Consultant I, Market Access & Reimbursement Practice

Avalere Health is seeking a Strategic Certified Professional Coder to join our Market Access & Reimbursement Practice.

Avalere Health is a strategic advisory company whose core purpose is to create innovative solutions to complex healthcare problems. Based in Washington, DC, the firm delivers actionable insights, business intelligence tools, and custom analytics for leaders in healthcare business and policy. Avalere’s experts span 230 staff drawn from Fortune 500 healthcare companies, the federal government (e.g., CMS, OMB, CBO, and the Congress), top consultancies, and nonprofits. The firm offers deep substance on the full range of healthcare business issues affecting the Fortune 500 healthcare companies.
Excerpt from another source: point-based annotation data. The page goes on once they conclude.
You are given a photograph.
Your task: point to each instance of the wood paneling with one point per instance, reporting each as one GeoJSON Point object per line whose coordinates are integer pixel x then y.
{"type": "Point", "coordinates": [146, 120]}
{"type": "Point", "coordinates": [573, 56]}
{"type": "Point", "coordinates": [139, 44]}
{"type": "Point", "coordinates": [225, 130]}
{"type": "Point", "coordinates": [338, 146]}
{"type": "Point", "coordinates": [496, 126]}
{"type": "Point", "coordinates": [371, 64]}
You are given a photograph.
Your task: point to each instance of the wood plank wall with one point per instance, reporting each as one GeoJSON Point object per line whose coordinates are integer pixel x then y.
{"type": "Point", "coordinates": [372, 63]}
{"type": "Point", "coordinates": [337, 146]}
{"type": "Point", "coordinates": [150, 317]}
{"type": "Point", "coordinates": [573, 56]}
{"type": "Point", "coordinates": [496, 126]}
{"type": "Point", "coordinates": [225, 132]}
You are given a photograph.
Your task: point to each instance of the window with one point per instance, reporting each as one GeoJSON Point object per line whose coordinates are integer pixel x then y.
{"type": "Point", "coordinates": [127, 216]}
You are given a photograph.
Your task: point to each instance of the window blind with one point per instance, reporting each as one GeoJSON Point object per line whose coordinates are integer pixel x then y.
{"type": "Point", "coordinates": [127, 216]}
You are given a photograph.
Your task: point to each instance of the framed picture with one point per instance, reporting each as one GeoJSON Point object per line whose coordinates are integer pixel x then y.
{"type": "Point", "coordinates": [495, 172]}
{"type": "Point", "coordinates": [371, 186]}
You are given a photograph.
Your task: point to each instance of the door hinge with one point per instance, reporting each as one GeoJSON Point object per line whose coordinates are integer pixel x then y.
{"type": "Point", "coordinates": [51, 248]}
As an Inovalon company (Nasdaq: INOV), Avalere’s focus on strategy is supported by outstanding data analytics that generate unique insights and meaningful business improvement. Through events, publications, and interactive programs, Avalere insights are accessible to a broad range of customers.

Avalere Health is seeking a Strategic Certified Professional Coder to join our Market Access & Reimbursement Practice. We are looking for a motivated professional to serve as a staff authority on healthcare coding and related payment policies.

  • Serves as a staff authority on healthcare coding, related payment policies and methodologies used for the fee schedule and makes recommendations on annual rule revisions to upper management
  • Provides guidance on coding rule and regulation interpretation to stakeholders, provides review assistance to internal staff, keeps management and staff apprised of current trends
  • Serves as a coding subject matter expert on reimbursement and market access-related issues impacting the pharmaceutical, biotech, and medical device industries
  • Participates on project teams to solve complex client coding problems and engage clients with novel solutions and ideas
  • Creates both strategic and tactical coding recommendations for clients to ensure optimal market access for client products
  • Conceptualizes coding project scopes for clients, assembling a cross-functional team, and overseeing the team from project initiation through to client delivery
  • Solves complex coding issues in a timely and appropriate manner with minimal management oversight and attention to resources
  • All candidates to comply with all security policies/procedures

Skills, Experience, and Other Job-Related Requirements

Education Requirements

  • Bachelor’s degree in related field
  • Medical Coding Certificate; RHIT or CPC by AHIMA or AAPC license; meet state licensure requirements with more than 2 years of experience
  • Maintain coding certification and attend in-service training as required

Skill Requirements

  • Comprehensive understanding the appropriate sequencing and assignment of ICD-10, CPT, HCPCS, as well as a thorough knowledge of DRG coding
  • Understanding of medical terminology, anatomy, and physiology
  • Ability to establish personal credibility as a strategic, coding expert with clients
  • Project management experience that includes interacting with and presenting to senior-level executives and/or health policy leaders, preferred
  • Exemplary interpersonal skills that translate into positive relationships with colleagues and clients
  • Ability to work independently or as an active member of a team
  • Strong computer skills in Microsoft Office Suite
  • Accurate and precise attention to detail
  • Ability to multitask, prioritize, and manage time efficiently
  • Excellent verbal and written communication skills

Experience Requirements

  • 2 years of consulting experience is preferred
  • 2–3 years reimbursement-specific experience is preferred
*Avalere is an Equal Opportunity / Affirmative Action employer. All qualified applicants will receive consideration for employment without regard to race, color, religion, sex, national origin, disability, or protected veteran status.